Following on the February release of its contrastive learning framework SimCLR, the same team of Google Brain researchers guided by Turing Award honouree Dr. Geoffrey Hinton has presented SimCLRv2, an upgraded approach that boosts the SOTA results by 21.6 percent.


The updated framework takes the “unsupervised pretrain, supervised fine-tune” paradigm popular in natural language processing and applies it to image recognition. Unlabelled data is learned in a task-agnostic way in the pretraining phase, which means the model has no prior classification knowledge. The researchers find that using a deep and wide neural network can be more label-efficient and greatly improve accuracy. Unlike SimCLR, whose largest model is ResNet-50, SimCLRv2’s largest model is a 152-layer ResNet, which is three times wider in channels and selective kernels.

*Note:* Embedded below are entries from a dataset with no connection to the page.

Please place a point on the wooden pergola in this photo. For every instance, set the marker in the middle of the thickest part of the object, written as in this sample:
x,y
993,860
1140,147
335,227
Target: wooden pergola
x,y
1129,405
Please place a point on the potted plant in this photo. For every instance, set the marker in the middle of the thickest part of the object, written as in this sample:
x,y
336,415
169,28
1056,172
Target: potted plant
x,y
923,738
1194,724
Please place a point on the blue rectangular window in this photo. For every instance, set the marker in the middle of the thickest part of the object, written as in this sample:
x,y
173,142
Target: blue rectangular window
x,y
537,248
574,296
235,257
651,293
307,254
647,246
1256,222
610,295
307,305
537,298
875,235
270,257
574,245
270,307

Network size is the key at this and the following phase. Supervised labels are used in the fine-tuning stage to further refine accuracy. Here the team found that using fewer labelled examples helps the bigger and deeper network improve accuracy. The researchers also discovered that the task-specific prediction can be further distilled to a smaller network simply by labelling the unlabelled data again.

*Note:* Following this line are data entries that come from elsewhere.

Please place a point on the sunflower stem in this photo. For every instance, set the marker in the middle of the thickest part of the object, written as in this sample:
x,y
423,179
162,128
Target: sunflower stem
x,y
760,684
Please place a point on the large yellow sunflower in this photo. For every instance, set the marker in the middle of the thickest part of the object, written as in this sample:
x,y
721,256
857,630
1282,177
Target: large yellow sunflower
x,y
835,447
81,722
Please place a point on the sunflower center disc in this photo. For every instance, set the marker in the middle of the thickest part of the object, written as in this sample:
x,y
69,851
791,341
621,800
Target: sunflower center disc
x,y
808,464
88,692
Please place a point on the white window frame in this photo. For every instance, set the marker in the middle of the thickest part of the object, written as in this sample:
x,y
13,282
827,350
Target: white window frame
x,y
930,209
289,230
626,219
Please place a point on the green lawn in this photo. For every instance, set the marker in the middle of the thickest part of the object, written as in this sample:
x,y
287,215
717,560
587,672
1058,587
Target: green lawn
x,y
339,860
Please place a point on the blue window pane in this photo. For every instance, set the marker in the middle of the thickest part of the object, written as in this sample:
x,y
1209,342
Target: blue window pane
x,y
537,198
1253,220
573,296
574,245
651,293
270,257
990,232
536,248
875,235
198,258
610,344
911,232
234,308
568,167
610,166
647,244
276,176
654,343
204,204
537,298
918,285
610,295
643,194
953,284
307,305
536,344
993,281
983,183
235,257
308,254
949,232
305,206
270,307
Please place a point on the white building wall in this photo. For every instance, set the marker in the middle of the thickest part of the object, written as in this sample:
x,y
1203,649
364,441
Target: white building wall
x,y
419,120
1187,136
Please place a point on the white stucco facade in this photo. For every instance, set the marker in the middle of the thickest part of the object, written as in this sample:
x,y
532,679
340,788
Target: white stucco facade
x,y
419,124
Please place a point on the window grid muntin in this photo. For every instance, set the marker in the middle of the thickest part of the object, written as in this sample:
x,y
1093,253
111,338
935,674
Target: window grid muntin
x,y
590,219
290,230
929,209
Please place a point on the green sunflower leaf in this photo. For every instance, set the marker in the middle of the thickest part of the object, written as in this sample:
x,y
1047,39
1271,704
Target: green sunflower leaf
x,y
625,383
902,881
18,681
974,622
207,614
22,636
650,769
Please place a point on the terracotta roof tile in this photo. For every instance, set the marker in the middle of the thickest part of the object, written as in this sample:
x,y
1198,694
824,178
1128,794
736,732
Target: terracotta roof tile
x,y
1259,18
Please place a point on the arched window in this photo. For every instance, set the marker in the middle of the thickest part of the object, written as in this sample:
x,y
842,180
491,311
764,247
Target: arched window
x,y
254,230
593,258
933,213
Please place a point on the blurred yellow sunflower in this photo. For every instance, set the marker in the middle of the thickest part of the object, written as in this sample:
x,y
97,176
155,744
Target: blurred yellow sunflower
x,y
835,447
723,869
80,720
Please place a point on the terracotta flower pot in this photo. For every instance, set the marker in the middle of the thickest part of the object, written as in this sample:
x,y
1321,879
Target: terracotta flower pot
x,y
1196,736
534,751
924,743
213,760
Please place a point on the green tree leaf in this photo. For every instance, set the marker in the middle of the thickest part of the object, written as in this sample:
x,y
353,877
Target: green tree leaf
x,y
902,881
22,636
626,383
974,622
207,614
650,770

The results on ImageNet are significant. SimCLRv2 achieves 79.8 percent top-1 accuracy, which is a 4.3 percent relative improvement over SimCLR, the previous SOTA. When fine-tuned on only 1 percent / 10 percent of labelled examples and distilled to the same architecture using unlabelled examples, the new framework achieves 76.6 percent / 80.9 percent top-1 accuracy, which is a 21.6 percent / 8.7 percent relative improvement. With distillation, these improvements can also be transferred to smaller ResNet-50 networks to achieve 73.9 percent / 77.5 percent top-1 accuracy using 1 percent / 10 percent of the labels.
The pretrained models for SimCLRv2 have not been released on GitHub yet, but the paper Big Self-Supervised Models are Strong Semi-Supervised Learners is on arXiv.